README.txt

December 8, 2019 · View on GitHub

This is the code for the highest performing lexical simplification system featured on the paper: "SIMPLEX-PB: A Lexical Simplification Database and Benchmark for Portuguese"

It contains three files:

lib.py: A library with the classes and functions necessary to perform simplification.
simplifier.py: A simple script that tests the simplifier.
dataset_propor2018.txt: The test set used for the experiments featured in the paper.

To test the simplifier, run the following command:

python simplifier.py dataset_propor2018.txt <embeddings_model> <language_model> <how_many_to_generate>

The parameters are:

<test_corpus>: A lexical simplification corpus in the victor format, which is the format of the "dataset_propor2018.txt" file.
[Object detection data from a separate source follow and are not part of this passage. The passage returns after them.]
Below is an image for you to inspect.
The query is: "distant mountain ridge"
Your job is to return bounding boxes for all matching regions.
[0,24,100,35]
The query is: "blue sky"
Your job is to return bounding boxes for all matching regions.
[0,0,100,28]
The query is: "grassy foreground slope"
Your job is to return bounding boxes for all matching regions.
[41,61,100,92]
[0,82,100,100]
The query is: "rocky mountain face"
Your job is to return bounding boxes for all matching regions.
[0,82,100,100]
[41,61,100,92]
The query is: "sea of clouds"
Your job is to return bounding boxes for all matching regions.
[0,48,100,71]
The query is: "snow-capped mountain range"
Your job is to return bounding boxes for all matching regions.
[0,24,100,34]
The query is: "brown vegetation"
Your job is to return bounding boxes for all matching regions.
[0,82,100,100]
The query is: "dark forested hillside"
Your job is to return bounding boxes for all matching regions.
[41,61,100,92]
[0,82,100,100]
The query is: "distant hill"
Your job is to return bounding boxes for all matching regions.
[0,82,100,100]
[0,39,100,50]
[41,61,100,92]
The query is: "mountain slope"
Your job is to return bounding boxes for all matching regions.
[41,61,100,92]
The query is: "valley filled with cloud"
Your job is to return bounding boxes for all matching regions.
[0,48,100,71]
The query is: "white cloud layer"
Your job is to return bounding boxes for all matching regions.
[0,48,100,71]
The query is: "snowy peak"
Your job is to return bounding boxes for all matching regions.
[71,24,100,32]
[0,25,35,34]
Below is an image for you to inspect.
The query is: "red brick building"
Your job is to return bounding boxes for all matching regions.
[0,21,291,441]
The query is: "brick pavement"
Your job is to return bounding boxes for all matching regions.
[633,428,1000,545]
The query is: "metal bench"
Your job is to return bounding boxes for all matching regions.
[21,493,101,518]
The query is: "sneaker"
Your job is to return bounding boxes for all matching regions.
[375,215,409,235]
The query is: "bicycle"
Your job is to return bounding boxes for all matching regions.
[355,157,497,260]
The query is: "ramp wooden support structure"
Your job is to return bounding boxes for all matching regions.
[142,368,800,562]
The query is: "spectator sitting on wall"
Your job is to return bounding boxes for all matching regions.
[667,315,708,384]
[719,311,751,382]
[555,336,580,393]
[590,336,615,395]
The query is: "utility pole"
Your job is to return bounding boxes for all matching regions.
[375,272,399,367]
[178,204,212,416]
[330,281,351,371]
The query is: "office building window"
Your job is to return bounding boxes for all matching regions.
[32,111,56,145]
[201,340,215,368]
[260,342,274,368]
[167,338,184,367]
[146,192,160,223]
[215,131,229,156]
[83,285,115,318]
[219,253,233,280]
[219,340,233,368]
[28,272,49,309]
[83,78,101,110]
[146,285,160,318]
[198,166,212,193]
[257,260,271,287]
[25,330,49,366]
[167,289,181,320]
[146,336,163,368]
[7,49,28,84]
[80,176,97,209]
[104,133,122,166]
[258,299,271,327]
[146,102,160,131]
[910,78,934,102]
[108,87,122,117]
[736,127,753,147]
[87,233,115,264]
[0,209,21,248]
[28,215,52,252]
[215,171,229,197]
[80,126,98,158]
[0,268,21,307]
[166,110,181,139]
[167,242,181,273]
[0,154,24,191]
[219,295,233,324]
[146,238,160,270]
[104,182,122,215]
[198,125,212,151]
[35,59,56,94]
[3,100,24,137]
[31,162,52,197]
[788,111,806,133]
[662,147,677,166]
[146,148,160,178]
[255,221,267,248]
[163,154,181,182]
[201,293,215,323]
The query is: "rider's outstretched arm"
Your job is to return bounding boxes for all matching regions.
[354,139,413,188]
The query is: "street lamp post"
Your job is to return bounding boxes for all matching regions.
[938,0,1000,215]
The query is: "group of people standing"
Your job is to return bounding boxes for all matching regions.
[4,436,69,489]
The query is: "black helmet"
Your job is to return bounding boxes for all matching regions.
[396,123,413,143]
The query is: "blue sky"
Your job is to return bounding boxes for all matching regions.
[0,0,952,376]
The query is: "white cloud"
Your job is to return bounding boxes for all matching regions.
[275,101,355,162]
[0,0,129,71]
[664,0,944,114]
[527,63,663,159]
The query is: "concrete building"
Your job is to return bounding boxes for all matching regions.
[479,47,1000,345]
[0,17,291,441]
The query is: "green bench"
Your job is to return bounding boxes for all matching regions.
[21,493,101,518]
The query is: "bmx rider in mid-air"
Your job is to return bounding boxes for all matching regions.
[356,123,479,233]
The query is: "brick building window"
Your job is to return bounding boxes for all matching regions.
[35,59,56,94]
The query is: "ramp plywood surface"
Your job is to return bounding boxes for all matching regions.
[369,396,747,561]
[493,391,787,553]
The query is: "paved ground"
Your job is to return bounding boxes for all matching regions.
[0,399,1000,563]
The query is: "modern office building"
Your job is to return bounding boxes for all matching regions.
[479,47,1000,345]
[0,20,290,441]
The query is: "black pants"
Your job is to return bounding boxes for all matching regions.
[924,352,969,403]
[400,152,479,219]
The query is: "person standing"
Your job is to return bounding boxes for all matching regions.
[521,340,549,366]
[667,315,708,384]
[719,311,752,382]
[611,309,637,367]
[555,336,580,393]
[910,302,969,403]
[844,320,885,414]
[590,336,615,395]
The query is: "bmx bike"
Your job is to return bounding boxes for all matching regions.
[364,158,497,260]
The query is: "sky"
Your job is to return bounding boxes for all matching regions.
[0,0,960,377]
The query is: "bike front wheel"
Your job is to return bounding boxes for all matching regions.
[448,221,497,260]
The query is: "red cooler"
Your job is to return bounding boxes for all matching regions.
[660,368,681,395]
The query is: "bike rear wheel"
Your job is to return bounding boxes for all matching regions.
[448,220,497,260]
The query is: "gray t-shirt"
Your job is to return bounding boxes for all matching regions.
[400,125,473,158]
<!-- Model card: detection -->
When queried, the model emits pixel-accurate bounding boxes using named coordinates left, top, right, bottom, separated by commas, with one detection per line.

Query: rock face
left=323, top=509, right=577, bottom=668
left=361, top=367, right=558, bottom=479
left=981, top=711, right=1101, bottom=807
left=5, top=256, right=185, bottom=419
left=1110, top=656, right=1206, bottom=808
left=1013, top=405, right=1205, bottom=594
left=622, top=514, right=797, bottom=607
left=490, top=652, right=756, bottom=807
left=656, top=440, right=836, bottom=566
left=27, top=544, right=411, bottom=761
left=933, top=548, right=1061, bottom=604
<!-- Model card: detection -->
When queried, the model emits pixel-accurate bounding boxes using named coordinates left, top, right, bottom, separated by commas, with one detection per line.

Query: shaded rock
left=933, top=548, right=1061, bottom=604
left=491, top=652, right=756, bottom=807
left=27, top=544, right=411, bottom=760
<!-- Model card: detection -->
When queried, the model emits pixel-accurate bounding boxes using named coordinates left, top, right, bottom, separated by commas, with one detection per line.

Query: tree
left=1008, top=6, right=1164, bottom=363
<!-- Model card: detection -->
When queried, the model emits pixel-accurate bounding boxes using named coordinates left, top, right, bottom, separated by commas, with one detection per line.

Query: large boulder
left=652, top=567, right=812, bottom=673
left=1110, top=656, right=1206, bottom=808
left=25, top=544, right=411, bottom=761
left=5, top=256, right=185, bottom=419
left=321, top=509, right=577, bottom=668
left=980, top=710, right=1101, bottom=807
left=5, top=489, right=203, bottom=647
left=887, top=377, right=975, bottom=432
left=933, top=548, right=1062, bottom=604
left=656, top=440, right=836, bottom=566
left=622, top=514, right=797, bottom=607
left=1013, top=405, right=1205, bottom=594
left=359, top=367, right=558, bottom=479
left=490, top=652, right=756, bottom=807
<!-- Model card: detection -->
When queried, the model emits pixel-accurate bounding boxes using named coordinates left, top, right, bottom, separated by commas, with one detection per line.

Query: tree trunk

Each line contains a sentence, a target complex word, its index in the sentence, and a series of gold substitutions accompanied by their simplicity rank. To know more about the victor format, please visit the LEXenstein manual (https://github.com/ghpaetzold/LEXenstein).
<embeddings_model>: A word embeddings model in the binary format produced by word2vec (https://radimrehurek.com/gensim/models/word2vec.html).
<language_model>: A language model in the binary format produced by the KenLM toolkit (https://kheafield.com/code/kenlm).
<how_many_to_generate>: The number of candidate substitutions that the model will generate for each target complex word.

This repository is result of the following paper:

Hartmann, Nathan S., Gustavo H. Paetzold, and Sandra M. Aluísio. "SIMPLEX-PB: A Lexical Simplification Database and Benchmark for Portuguese." International Conference on Computational Processing of the Portuguese Language. Springer, Cham, 2018.